Melihat Suara Mendengar Gambar – Esref Armagan Sang Pelukis Buta

Esref Armagan belum pernah melihat cahaya, bayang-bayang, atau gunung. Baginya warna adalah sifat yg diberitahukan orang padanya dan dimiliki oleh benda-benda, dan perspektif adalah sesuatu yg ia pelajari dari percakapannya dengan teman-temannya.

Esref Armagan lahir di lingkungan miskin di Istanbul pada 1951. Ketika lahir, salah satu matanya tidak berkembang dan yang satunya lagi rusak, sehingga membuatnya buta fungsional. Lelaki yang dipanggil Armagan ini, tidak mendapat pendidikan formal, dan sekalipun ia mencoba bermain dengan anak-anak jalanan lainnya, kebutaan membuat ia tersisih. Kondisi ini kemudian membuat ia mencari kesenangan sendiri dengan caranya.

Ketika balita, Esref Armagan mulai membuat garis di tanah; dan pada usia enam tahun, ia mulai menggambar atau lebih tepatnya membuat coretan – dengan gambar pensil dan kertas.

Saat usianya menginjak remaja, Armagan mencoba cat minyak, dan akhirnya menjadi seniman profesional. Lukisan Armagan bukan merupakan coretan dan bentuk abstrak! Bukan pula bentuk geometri atau bentuk primitif yg datar. Ia melukis kincir angin dan naga terbang, pemandangan yg hidup dengan bayang-bayang dan perspektif tiga titik; jenis gambar yang anda pikir hanya mungkin digambar dengan cara melihat.

Akan tetapi, Armagan telah mengembangkan kompensasi yg unik atas kecacatannya. Dengan menggunakan tangkai kecil dari karet, ia menggambar garis yg dapat dirasakan sebagai tonjolan dan celah kecil. Jadi, ketika salah satu tangannya menggambar sebuah pemandangan, jemari dari tangan yg lain mengikuti, merasakan garis dan “melihat” gambar tersebut ketika dibuat. Untuk menggambar objek yg berada di kejauhan, ia mengandalkan perasaannya, sesuatu yg tampak ilmiah.

Ketika merasa puas dengan sketsanya, ia memindahkannya ke kanvas dan membubuhkan cat minyak dengan jemarinya; satu warna pada satu waktu sehingga warnanya tidak bercampur.
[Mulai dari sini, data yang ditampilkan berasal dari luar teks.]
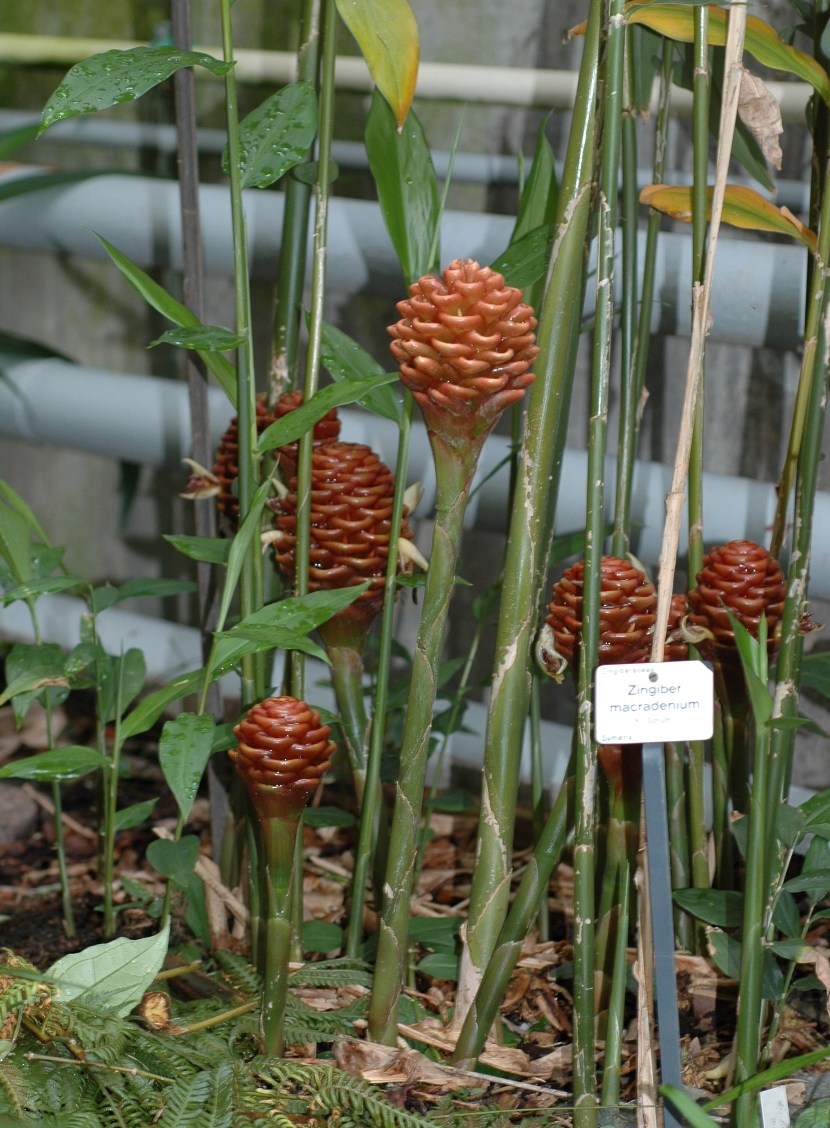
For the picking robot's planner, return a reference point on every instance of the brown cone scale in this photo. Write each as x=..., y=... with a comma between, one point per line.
x=743, y=576
x=465, y=343
x=352, y=494
x=627, y=613
x=227, y=461
x=283, y=752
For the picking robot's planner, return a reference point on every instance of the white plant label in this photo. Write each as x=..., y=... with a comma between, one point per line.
x=774, y=1108
x=651, y=703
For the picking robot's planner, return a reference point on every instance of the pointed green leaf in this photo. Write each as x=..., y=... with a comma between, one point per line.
x=184, y=749
x=210, y=549
x=113, y=77
x=203, y=338
x=407, y=188
x=298, y=422
x=160, y=300
x=55, y=765
x=147, y=713
x=677, y=21
x=111, y=978
x=344, y=359
x=275, y=135
x=387, y=34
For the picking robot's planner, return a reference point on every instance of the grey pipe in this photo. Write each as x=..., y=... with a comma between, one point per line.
x=144, y=419
x=758, y=293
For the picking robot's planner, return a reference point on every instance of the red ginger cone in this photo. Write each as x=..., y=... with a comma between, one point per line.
x=227, y=463
x=465, y=343
x=750, y=582
x=627, y=615
x=283, y=752
x=352, y=494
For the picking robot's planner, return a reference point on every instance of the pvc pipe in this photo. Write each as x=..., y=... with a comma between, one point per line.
x=504, y=86
x=758, y=294
x=146, y=420
x=468, y=167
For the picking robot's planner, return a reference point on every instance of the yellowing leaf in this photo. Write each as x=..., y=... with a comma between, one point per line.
x=742, y=208
x=388, y=36
x=677, y=21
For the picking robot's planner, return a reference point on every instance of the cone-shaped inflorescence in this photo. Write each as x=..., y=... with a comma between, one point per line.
x=352, y=494
x=465, y=343
x=743, y=579
x=283, y=751
x=627, y=616
x=227, y=463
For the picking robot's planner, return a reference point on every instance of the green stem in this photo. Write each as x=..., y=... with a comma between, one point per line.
x=678, y=838
x=484, y=1008
x=250, y=578
x=699, y=209
x=752, y=951
x=371, y=809
x=531, y=521
x=455, y=467
x=294, y=228
x=280, y=837
x=537, y=780
x=318, y=297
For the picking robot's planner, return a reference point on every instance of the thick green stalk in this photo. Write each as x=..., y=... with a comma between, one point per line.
x=584, y=1074
x=531, y=520
x=678, y=838
x=294, y=228
x=318, y=297
x=280, y=836
x=371, y=805
x=455, y=467
x=484, y=1011
x=629, y=391
x=755, y=898
x=250, y=579
x=699, y=209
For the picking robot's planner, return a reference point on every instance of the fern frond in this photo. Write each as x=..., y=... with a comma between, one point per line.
x=333, y=974
x=185, y=1102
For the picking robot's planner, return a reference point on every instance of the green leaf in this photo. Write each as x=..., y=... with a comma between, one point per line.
x=720, y=907
x=297, y=423
x=387, y=34
x=407, y=188
x=328, y=817
x=160, y=300
x=275, y=135
x=133, y=816
x=14, y=499
x=526, y=260
x=203, y=337
x=35, y=588
x=248, y=532
x=147, y=713
x=184, y=749
x=113, y=77
x=435, y=932
x=210, y=549
x=344, y=359
x=321, y=936
x=111, y=978
x=439, y=965
x=16, y=544
x=55, y=765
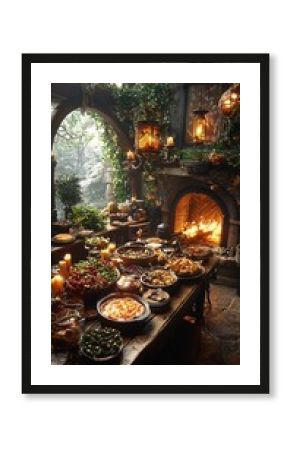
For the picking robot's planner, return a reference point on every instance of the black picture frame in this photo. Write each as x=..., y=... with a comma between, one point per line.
x=263, y=60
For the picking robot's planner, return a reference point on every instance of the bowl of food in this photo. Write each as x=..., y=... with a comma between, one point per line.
x=101, y=345
x=185, y=268
x=158, y=299
x=123, y=310
x=63, y=238
x=135, y=254
x=197, y=252
x=90, y=279
x=160, y=257
x=159, y=278
x=129, y=283
x=98, y=242
x=61, y=226
x=84, y=234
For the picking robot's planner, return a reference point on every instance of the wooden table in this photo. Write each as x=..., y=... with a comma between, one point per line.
x=142, y=348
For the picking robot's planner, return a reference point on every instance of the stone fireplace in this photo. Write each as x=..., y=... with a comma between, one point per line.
x=199, y=218
x=200, y=208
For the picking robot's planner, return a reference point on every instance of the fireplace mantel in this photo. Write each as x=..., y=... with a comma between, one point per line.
x=174, y=182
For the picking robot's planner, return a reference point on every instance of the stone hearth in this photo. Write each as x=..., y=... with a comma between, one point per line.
x=175, y=183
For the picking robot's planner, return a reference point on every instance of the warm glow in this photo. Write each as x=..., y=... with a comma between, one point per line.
x=199, y=129
x=209, y=230
x=147, y=136
x=130, y=155
x=169, y=141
Lalu, menunggu dua atau tiga hari agar warna biru mengering sebelum menambahkan warna hitam. Armagan telah mencapai kesuksesan yg lumayan di dunia seni.

Namun di dunia ilmu syaraf, ia adalah bintang yg sesungguhnya. Korteks visualnya, struktur di bagian belakang otak yg pada orang normal memproses sinyal dari mata, tidak pernah menerima pesan dari mata. Demikian asumsi dogma otak yg kaku; sebuah struktur yg secara genetis ditakdirkan untuk menangani sinyal visual seharusnya, dalam keadaan tak ada sinyal visual, menganggur seumur hidup. Namun, para ilmuwan yg mengeksplorasi neuroplastisitas punya gagasan lain.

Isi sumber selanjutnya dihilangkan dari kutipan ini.